WHOOP has other data on the relationship between alcohol intake, sleep quality and performance, because of course they do. It ranges from how healthy just two weeks of sobriety can make you, to exactly how long alcohol stays in your system (hangovers can technically last for four full days, believe it or not). The point of this data is not to spook you, or me, or anyone. What it does suggest is that if you have the desire or capability to cut out alcohol, you should absolutely see where that road takes you.
The real purpose is to arm yourself with information. It’s fun to laugh about recovery percentages with a stranger in the bar, as if they aren’t real, but that “fuck it” attitude is the real fabrication. How you feel after a night of drinking is no lie — and thanks to this crazy age we live in, there’s now hard data to quantify it.
In researching this piece I came across a commenter on Reddit who’s been forced to face some hard truths. He wrote: “I’m trying to make a lot of healthier lifestyle changes right now … I’m a pretty heavy drinker, which is something I’d like to change, so for a week I wore WHOOP while keeping my regular drinking each night and then going harder on weekends. Needless to say, my stats are trash. My RHR is super high, HRV is low, recovery is never above 25%, and I’m currently operating at about 45% sleep performance. If this is how my body functions normally, that’s pretty terrible. This has been a huge motivator for me to cut alcohol out of my life and get my stats up.”
His story seemed to strike a chord with others in the subreddit. He titled it “Thankful that WHOOP really shows you what alcohol does to your body.” These might’ve originally been designed with Kevin Durant and Rory McIlroy in mind, but that right there is what it’s all about.
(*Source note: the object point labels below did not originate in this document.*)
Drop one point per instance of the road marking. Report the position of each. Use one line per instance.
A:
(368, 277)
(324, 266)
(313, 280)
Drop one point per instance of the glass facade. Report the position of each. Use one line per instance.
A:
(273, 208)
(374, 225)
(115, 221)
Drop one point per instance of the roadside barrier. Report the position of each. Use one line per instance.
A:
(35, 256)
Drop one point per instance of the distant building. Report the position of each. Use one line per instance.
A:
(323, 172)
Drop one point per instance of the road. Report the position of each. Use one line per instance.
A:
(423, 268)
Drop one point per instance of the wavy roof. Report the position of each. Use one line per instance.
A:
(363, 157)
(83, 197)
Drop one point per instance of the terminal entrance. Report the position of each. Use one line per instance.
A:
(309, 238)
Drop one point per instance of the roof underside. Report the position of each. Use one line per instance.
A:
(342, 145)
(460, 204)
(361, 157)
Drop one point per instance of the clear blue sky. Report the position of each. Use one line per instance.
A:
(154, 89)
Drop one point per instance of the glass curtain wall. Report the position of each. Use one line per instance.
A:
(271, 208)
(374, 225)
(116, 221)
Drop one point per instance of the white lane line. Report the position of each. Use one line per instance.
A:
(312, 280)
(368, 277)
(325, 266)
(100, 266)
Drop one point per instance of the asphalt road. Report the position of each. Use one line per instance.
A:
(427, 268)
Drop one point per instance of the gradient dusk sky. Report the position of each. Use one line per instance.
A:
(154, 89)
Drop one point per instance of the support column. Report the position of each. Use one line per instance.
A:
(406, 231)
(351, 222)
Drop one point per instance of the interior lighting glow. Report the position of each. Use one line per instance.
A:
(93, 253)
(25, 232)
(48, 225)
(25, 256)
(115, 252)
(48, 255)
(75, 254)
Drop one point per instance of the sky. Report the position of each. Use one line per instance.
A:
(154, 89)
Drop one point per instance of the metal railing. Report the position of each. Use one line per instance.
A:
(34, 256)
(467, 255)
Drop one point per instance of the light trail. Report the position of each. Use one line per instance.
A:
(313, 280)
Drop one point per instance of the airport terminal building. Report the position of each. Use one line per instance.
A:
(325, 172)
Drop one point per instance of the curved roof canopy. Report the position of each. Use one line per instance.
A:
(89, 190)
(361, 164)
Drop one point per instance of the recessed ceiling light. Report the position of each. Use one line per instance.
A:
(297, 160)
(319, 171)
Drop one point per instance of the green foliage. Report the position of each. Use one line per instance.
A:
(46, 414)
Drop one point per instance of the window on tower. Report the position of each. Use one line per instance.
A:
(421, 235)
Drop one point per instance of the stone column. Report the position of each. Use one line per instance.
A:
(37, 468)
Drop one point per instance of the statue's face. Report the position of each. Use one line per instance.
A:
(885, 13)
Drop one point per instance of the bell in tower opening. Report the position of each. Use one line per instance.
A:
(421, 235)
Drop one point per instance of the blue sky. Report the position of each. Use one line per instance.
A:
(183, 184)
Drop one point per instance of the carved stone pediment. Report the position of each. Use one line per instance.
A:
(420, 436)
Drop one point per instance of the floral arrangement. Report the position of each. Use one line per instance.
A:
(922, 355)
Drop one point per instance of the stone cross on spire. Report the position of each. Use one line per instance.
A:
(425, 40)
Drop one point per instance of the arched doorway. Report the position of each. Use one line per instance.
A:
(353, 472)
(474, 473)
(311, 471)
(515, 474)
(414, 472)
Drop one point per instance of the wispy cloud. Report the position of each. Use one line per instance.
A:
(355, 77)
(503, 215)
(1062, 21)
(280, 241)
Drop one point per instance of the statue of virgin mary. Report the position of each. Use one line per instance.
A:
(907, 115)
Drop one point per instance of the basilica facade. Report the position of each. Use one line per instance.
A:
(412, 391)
As for me, I’ve learned one other crucial lesson. I’d like to let my WHOOP run out of charge right before a bender, but it’s important to know how depleted my body is. See that little “jumping rope” icon in the “bad” photo? Those were the delusional hops of a hungover man determined to prove he could get 45 minutes of exercise in. It was, without one shred of a doubt, my worst workout of the year.